Tosen wrote: ↑November 10th, 2018, 3:41 pm
https://www.youtube.com/watch?v=1-Xp7mvOcVM There is evidence right here my friend. Sam harris provides a phenomenoloical example (Through our Subjective experience) and then cites various experiments that prove it.Deny it or accept it at will. Most of you haven't read the EMPIRICAL DATA that I offered in this forum. Come back and then critique it.
I watched the video with all the open mind I could muster, but I see nothing remotely approaching proof there. He is simply asserting opinion in a factish tone, and attacking a straw man version of free will in which higher consciousness makes and executes every decision. We all know we have unconscious processes going on under the surface all the time, and subconscious ideas of which we may be unaware, or barely aware.
So what?
The fact that a muscle twitches in anticipation of a signal from the brain does not mean that there is no consciousness directing the action, or that consciousness is fully disconnected from unconscious or subconscious activity. If I am having difficulty breathing, I will become fully aware of it in short order. If not, I am probably fully unaware unless I decide to focus on breathing. I can switch to manual control and take over most minor decisions at my discretion, just as the owner of a business can man the cash register or take over any other spot in the corporate structure. Tasks may move up and down the ladder of consciousness based on my perception of the urgency of their resolution. I may consider issues in my subconscious, at the direction of my higher consciousness, and then become aware of the resolution when my subconscious is done working on the problem. How often do you try to recall some memory and fail, only to have it pop back in your head hours later? Your subconscious went to work on it while you went on to something else. People can even learn while they are asleep!

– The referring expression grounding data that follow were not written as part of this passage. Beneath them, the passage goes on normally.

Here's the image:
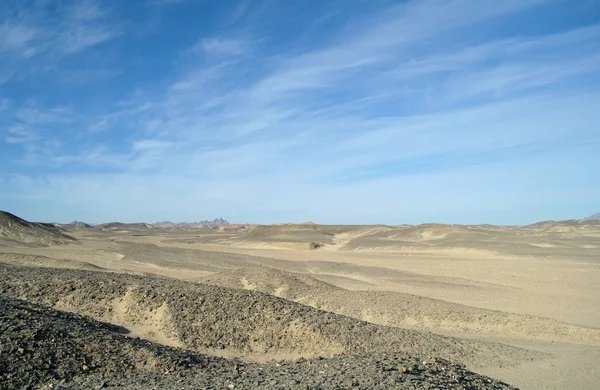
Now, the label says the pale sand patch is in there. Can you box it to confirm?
[528,243,556,248]
[479,341,600,390]
[110,289,183,348]
[328,227,393,249]
[418,230,449,240]
[240,276,256,290]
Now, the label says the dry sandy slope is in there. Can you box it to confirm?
[0,264,545,370]
[2,295,518,390]
[125,223,600,390]
[0,210,77,247]
[167,236,599,329]
[233,221,600,256]
[202,267,600,346]
[0,252,104,271]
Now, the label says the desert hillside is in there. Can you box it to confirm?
[0,211,77,247]
[1,213,600,389]
[1,294,515,389]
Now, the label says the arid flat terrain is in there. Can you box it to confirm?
[1,211,599,389]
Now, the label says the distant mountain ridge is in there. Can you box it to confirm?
[585,213,600,221]
[154,218,229,227]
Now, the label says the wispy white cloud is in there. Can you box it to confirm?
[0,24,38,53]
[241,0,553,101]
[0,0,121,83]
[1,0,599,223]
[193,37,250,55]
[74,0,597,181]
[5,124,37,145]
[60,68,121,84]
[71,1,106,21]
[1,137,597,224]
[145,0,189,5]
[0,98,10,111]
[15,105,74,126]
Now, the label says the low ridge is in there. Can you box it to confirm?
[154,218,230,227]
[0,264,546,370]
[204,267,600,346]
[0,211,77,247]
[55,221,94,231]
[98,222,154,230]
[585,213,600,221]
[0,295,516,389]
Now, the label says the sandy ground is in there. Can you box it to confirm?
[1,221,599,389]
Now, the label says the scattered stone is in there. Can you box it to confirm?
[0,265,522,389]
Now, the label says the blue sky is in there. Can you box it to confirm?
[1,0,599,225]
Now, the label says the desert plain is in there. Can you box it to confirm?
[1,211,599,389]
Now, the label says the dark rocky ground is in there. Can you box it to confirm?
[0,265,545,369]
[0,295,517,390]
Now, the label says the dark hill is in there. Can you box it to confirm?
[0,211,77,247]
[98,222,154,230]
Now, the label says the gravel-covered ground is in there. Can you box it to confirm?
[0,295,517,389]
[0,264,545,370]
[202,267,600,346]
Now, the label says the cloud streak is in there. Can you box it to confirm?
[0,0,121,83]
[1,0,599,223]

I imagine that higher consciousness, free will, the 'soul' is part of a cohesive system, in which it acts like the CEO of the corporation. Other elements may act at its discretion, like the marketing director pursuing directives given to her. Some elements act while the CEO is fully unaware of them, as the janitor mopping the floor at some remote branch of the company. Such multitasking seems essential to survival (or at least it was). Nothing Harris said made a dent in this model. We know WHAT it is doing (freely making decisions), but we don't know HOW. The timing of the signals to the body or the 'rising up' of ideas is not inconsistent with free will. We may, sometimes unknown to us, have asked for the idea to be considered. Or, if not, we still must consider its worth and whether to act on it and how to act if we do.
We don't have to have complete or correct information about our environment or complete control over our body or even our minds to act freely. We need only be free enough to choose between two or more alternative actions of which we are aware. Since Harris is trying to prove a negative, it only requires one instance in which this happened for him to be proven wrong. I am satisfied that I have made decisions every day of my life, as are most people. So, he is wrong.
"If determinism holds, then past events have conspired to cause me to hold this view--it is out of my control. Either I am right about free will, or it is not my fault that I am wrong."